‘I know the struggles many of you face.’ Michelle Obama Delivers Emotional Speech to Chicago High School Graduates.

Michelle Obama


First Lady Michelle Obama recently visited Chicago’s South Side, the neighborhood she grew up in, to deliver an impassioned speech to the graduates of Dr. Martin Luther King Jr. College Preparatory High School. Obama urged the students of the school, which made headlines in 2013 when Hadiya Pendleton, a student at the school, was fatally shot, to challenge the narratives about their city.

“Hadiya’s memory is truly a blessing and an inspiration to me and my husband, and to people across this country and around the world. I know that many of you are thinking about Hadiya right now and feeling the hole that she’s left in your hearts.”

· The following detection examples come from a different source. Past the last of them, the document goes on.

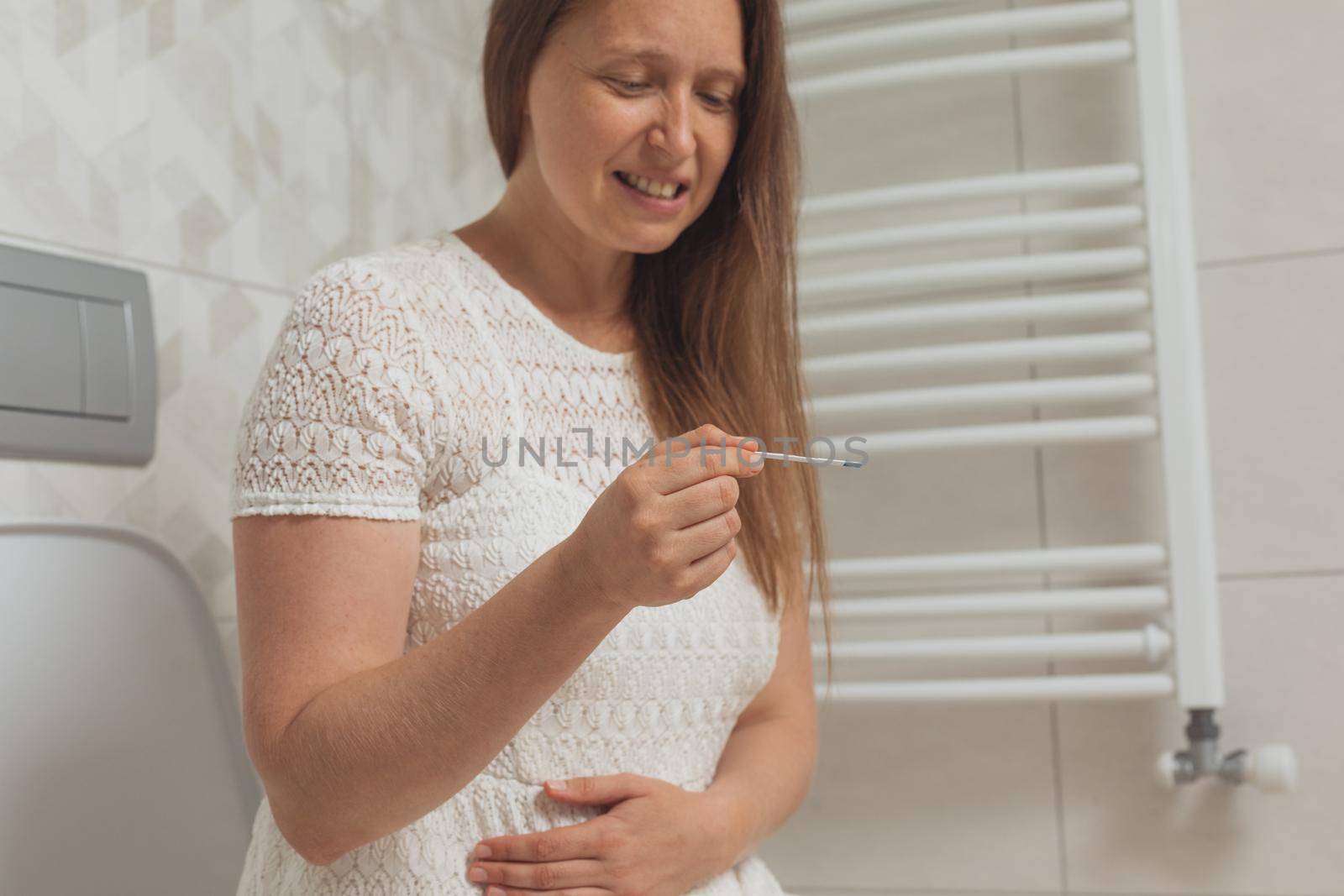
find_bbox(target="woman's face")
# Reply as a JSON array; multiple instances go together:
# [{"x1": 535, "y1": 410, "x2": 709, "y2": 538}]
[{"x1": 524, "y1": 0, "x2": 746, "y2": 253}]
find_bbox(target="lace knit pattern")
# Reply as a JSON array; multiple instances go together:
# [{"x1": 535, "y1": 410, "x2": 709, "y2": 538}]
[{"x1": 224, "y1": 231, "x2": 784, "y2": 896}]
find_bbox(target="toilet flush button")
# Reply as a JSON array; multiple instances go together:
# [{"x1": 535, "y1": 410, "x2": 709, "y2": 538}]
[
  {"x1": 79, "y1": 300, "x2": 132, "y2": 419},
  {"x1": 0, "y1": 284, "x2": 82, "y2": 414}
]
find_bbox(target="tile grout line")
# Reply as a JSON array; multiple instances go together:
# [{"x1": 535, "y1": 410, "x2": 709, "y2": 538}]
[
  {"x1": 1194, "y1": 246, "x2": 1344, "y2": 270},
  {"x1": 0, "y1": 228, "x2": 294, "y2": 298}
]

Obama attended the funeral of Pendleton, who was killed one week after visiting the White House and would have graduated yesterday. An empty chair with draped with purple fabric and flowers was reserved in her honor, and the teen’s family was presented with her class ring.

Michelle Obama, who was born and raised in South Side, Chicago expressed empathy for the students who were tasked with changing troubling the perceptions of their community in addition to dealing with personal hardships.

“I was born and raised here on the South Side – in South Shore – and I am who I am today because of this community,” Obama said. “I know the struggles many of you face: how you walk the long way home to avoid the gangs; how you fight to concentrate on your homework when there’s too much noise at home; how you keep it together when your family’s having a hard time making ends meet.”

“I’m here tonight because I want people across this country to know that story, the real story of the South Side — the story of that quiet majority of good folks, families like mine and young people like you who face real challenges, but make good choices every single day,” she said.

She ended the speech on an uplifting note,

“If Hadiya’s friends and family could survive the heartbreak and pain; if they could found organizations to honor her unfulfilled dreams; if they could inspire folks across this country to wear orange in protest to gun violence,” she said, “then I know you all can live your life with the same determination and joy that Hadiya lived her life. I know you all can dig deep and keep on fighting to fulfill your own dreams.”